SAHRA WAGENKNECHT: Ich liebe Einladungen, die einmal nicht vordergründig politisch sind. Goethe habe ich immer wieder gelesen. So könnte es ein spannender Abend werden, gerade auch als Kontrast zum Politalltag.

Das Thema „Goethe trifft Karl Marx – Faust ein Frühkapitalist?" ist dann doch wieder politisch formuliert.

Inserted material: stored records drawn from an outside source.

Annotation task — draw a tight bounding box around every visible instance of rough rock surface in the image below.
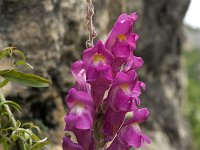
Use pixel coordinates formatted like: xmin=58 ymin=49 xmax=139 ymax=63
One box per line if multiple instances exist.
xmin=0 ymin=0 xmax=190 ymax=150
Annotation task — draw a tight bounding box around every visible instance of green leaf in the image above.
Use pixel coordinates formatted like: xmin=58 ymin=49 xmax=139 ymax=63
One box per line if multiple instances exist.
xmin=12 ymin=49 xmax=26 ymax=61
xmin=32 ymin=138 xmax=50 ymax=150
xmin=0 ymin=48 xmax=12 ymax=59
xmin=0 ymin=79 xmax=9 ymax=88
xmin=0 ymin=70 xmax=50 ymax=87
xmin=0 ymin=100 xmax=21 ymax=111
xmin=15 ymin=60 xmax=33 ymax=69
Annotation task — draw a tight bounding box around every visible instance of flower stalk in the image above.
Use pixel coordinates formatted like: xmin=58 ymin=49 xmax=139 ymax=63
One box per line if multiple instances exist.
xmin=86 ymin=0 xmax=97 ymax=48
xmin=62 ymin=12 xmax=150 ymax=150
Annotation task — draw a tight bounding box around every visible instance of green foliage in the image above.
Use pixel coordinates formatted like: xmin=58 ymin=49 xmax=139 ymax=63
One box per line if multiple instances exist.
xmin=0 ymin=47 xmax=49 ymax=150
xmin=184 ymin=50 xmax=200 ymax=150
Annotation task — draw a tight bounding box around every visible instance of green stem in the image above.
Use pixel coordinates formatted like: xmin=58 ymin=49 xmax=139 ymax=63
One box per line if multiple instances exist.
xmin=0 ymin=92 xmax=17 ymax=128
xmin=0 ymin=91 xmax=24 ymax=150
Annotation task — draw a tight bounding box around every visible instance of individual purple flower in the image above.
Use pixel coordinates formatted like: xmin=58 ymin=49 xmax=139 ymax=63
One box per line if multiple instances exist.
xmin=72 ymin=129 xmax=95 ymax=150
xmin=65 ymin=88 xmax=94 ymax=130
xmin=83 ymin=41 xmax=113 ymax=107
xmin=62 ymin=137 xmax=84 ymax=150
xmin=105 ymin=13 xmax=138 ymax=51
xmin=71 ymin=60 xmax=90 ymax=92
xmin=106 ymin=70 xmax=137 ymax=112
xmin=108 ymin=108 xmax=150 ymax=150
xmin=103 ymin=107 xmax=126 ymax=142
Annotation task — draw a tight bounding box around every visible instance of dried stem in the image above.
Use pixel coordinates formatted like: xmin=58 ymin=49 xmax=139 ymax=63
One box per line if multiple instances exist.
xmin=86 ymin=0 xmax=97 ymax=48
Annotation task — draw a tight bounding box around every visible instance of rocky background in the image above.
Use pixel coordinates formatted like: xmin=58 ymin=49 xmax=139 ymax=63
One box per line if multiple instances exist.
xmin=0 ymin=0 xmax=191 ymax=150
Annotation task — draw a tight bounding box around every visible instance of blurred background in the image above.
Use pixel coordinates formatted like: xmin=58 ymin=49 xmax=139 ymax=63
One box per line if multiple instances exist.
xmin=0 ymin=0 xmax=200 ymax=150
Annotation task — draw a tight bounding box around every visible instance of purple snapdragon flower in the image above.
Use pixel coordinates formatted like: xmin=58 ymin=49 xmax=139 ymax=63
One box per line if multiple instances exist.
xmin=63 ymin=13 xmax=150 ymax=150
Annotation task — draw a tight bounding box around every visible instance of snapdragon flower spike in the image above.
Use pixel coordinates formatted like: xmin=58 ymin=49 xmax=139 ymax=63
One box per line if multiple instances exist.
xmin=62 ymin=13 xmax=150 ymax=150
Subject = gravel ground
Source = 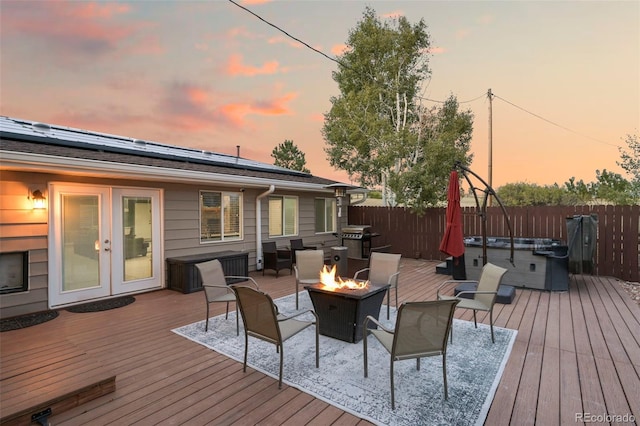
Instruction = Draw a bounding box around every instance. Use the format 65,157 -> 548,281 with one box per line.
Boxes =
620,281 -> 640,305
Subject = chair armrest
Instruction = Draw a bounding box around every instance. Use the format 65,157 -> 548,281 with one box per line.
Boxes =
436,280 -> 478,296
277,249 -> 291,258
353,268 -> 370,280
362,315 -> 395,334
456,290 -> 498,297
225,275 -> 260,290
202,284 -> 233,293
389,271 -> 400,285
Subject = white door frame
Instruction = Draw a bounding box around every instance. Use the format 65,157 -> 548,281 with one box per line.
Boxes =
111,188 -> 162,295
48,182 -> 164,308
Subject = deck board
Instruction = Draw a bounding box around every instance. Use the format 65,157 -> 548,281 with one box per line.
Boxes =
0,259 -> 640,426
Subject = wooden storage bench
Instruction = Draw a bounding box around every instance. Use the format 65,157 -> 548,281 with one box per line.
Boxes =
167,251 -> 249,294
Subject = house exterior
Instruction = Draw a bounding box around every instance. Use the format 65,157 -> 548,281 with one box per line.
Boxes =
0,117 -> 356,318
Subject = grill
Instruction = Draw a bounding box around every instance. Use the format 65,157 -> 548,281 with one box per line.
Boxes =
342,225 -> 380,259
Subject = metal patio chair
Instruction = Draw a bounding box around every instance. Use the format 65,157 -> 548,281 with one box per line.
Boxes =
362,300 -> 458,410
233,286 -> 320,389
436,263 -> 507,343
196,259 -> 259,335
353,252 -> 401,319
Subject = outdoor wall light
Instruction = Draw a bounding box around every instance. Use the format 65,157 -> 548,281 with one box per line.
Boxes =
27,189 -> 47,210
326,183 -> 349,198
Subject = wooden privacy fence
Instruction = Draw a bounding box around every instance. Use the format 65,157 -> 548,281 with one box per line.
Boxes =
349,206 -> 640,282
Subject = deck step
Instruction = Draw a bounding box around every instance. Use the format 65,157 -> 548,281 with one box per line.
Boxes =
0,341 -> 116,426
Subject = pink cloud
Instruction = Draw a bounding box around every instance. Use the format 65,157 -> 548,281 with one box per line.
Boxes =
226,54 -> 282,77
456,28 -> 471,40
331,44 -> 349,56
267,36 -> 302,49
220,93 -> 298,125
428,47 -> 447,55
380,10 -> 404,19
309,113 -> 324,123
2,0 -> 160,61
240,0 -> 272,6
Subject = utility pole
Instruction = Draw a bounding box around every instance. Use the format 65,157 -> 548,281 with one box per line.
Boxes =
486,89 -> 493,206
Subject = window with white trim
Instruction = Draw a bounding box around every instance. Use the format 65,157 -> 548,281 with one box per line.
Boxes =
269,195 -> 298,237
200,191 -> 242,243
315,198 -> 336,233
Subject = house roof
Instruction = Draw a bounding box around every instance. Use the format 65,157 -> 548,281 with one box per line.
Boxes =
0,116 -> 350,191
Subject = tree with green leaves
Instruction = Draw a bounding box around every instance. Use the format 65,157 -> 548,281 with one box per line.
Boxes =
564,169 -> 639,205
271,139 -> 311,173
496,182 -> 581,206
323,7 -> 472,212
617,134 -> 640,201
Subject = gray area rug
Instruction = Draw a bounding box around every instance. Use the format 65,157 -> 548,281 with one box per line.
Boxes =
173,292 -> 517,426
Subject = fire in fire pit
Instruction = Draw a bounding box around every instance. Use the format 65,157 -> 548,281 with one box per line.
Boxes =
320,265 -> 369,290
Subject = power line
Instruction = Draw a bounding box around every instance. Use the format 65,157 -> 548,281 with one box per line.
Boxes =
228,0 -> 344,66
417,93 -> 487,104
228,0 -> 620,148
493,93 -> 620,148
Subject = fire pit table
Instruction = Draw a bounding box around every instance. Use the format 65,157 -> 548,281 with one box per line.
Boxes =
305,283 -> 389,343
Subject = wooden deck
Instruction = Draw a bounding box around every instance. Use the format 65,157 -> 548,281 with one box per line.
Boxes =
0,259 -> 640,426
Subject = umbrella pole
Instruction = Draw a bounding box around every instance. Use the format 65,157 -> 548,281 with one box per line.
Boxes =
453,161 -> 515,266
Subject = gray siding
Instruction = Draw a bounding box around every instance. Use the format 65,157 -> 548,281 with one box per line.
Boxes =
0,171 -> 347,318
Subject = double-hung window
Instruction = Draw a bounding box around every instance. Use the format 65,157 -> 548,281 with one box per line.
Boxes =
315,198 -> 336,233
269,195 -> 298,237
200,191 -> 242,242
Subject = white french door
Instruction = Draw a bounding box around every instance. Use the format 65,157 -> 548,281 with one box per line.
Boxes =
49,183 -> 162,307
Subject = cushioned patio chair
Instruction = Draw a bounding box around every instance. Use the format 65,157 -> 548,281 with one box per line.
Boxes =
262,241 -> 293,278
353,252 -> 401,319
362,300 -> 458,410
196,259 -> 259,335
233,286 -> 320,389
293,250 -> 324,309
436,263 -> 507,343
290,238 -> 316,265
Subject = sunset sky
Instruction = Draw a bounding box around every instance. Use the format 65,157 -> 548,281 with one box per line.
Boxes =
0,0 -> 640,188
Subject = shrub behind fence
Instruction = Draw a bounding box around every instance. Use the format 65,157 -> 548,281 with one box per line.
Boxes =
349,206 -> 640,281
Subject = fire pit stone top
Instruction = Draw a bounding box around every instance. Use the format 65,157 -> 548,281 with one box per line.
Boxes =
305,281 -> 389,299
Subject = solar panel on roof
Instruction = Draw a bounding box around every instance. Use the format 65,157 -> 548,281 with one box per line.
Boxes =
0,116 -> 308,176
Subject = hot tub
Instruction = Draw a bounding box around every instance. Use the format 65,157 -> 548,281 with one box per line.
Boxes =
464,237 -> 569,291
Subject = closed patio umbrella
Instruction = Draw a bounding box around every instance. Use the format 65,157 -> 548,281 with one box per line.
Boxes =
440,170 -> 466,279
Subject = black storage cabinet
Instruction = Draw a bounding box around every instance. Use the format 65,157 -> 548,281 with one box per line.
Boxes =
167,251 -> 249,294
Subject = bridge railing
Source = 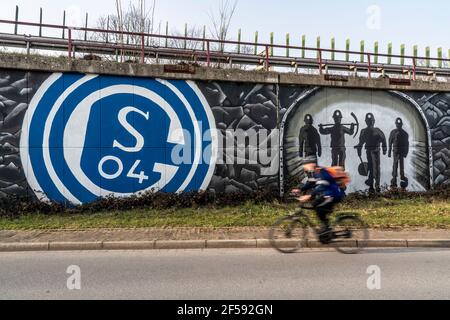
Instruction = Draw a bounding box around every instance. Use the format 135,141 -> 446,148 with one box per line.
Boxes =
0,20 -> 450,81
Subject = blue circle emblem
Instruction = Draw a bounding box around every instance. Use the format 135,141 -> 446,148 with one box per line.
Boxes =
21,74 -> 217,204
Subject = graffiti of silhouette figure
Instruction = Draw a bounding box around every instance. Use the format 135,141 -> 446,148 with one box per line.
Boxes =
319,110 -> 355,168
355,113 -> 387,192
299,114 -> 322,158
389,118 -> 409,189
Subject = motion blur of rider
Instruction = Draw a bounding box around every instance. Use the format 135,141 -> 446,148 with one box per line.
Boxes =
293,163 -> 350,235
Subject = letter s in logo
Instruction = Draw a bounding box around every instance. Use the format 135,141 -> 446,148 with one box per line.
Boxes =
113,107 -> 150,152
21,74 -> 217,204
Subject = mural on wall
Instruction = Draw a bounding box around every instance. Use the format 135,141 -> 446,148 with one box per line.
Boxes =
197,82 -> 280,193
0,70 -> 450,204
0,71 -> 48,197
20,74 -> 217,204
280,88 -> 430,192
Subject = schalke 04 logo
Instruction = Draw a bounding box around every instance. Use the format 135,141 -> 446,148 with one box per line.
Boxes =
21,74 -> 216,204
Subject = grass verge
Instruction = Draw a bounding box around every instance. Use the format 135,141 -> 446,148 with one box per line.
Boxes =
0,198 -> 450,230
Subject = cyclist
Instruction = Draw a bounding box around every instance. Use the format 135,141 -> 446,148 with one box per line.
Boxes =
293,163 -> 350,239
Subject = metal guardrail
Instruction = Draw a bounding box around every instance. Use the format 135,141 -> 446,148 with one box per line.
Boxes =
0,20 -> 450,80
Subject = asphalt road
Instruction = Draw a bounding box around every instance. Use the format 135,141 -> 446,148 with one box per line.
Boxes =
0,249 -> 450,299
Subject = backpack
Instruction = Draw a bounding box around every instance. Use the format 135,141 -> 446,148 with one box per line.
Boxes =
326,167 -> 351,190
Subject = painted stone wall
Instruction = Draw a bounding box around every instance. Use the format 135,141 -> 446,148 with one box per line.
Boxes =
283,88 -> 431,192
0,70 -> 450,204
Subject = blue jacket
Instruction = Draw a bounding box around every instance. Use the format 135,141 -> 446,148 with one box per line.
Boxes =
302,168 -> 345,203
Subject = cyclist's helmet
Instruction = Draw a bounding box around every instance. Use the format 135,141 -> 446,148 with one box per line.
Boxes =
327,167 -> 351,189
302,157 -> 317,178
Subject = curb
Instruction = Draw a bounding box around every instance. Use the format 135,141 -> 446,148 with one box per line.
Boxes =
0,239 -> 450,252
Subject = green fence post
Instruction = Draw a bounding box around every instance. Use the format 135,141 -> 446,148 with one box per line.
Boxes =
331,37 -> 336,60
14,6 -> 19,34
345,39 -> 350,62
270,32 -> 273,57
316,37 -> 320,59
359,40 -> 366,63
286,33 -> 290,58
62,10 -> 66,39
400,44 -> 405,66
373,41 -> 380,64
387,42 -> 392,64
84,12 -> 89,41
302,35 -> 306,59
164,21 -> 169,50
39,8 -> 42,37
183,23 -> 187,50
238,29 -> 242,54
202,26 -> 206,51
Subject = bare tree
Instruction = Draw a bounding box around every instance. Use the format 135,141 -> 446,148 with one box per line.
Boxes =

Ja, aber ich muss einmal nicht über den Berliner Politzirkus oder die jammervolle SPD reden. Und Faust ist nicht der klassische Frühkapitalist. Das wäre eine verengende Sicht. Faust schlüpft am Schluss in die Rolle eines Unternehmers – mit allen positiven wie unmenschlichen Folgen. Aber zuvor ist er vor allem aber ein Humanist mit großen Idealen und Lebenshunger, einer, der nach Schönheit, Sinnlichkeit und Genuss strebt. Mephistopheles vertritt da viel eher ein kapitalistisches Prinzip.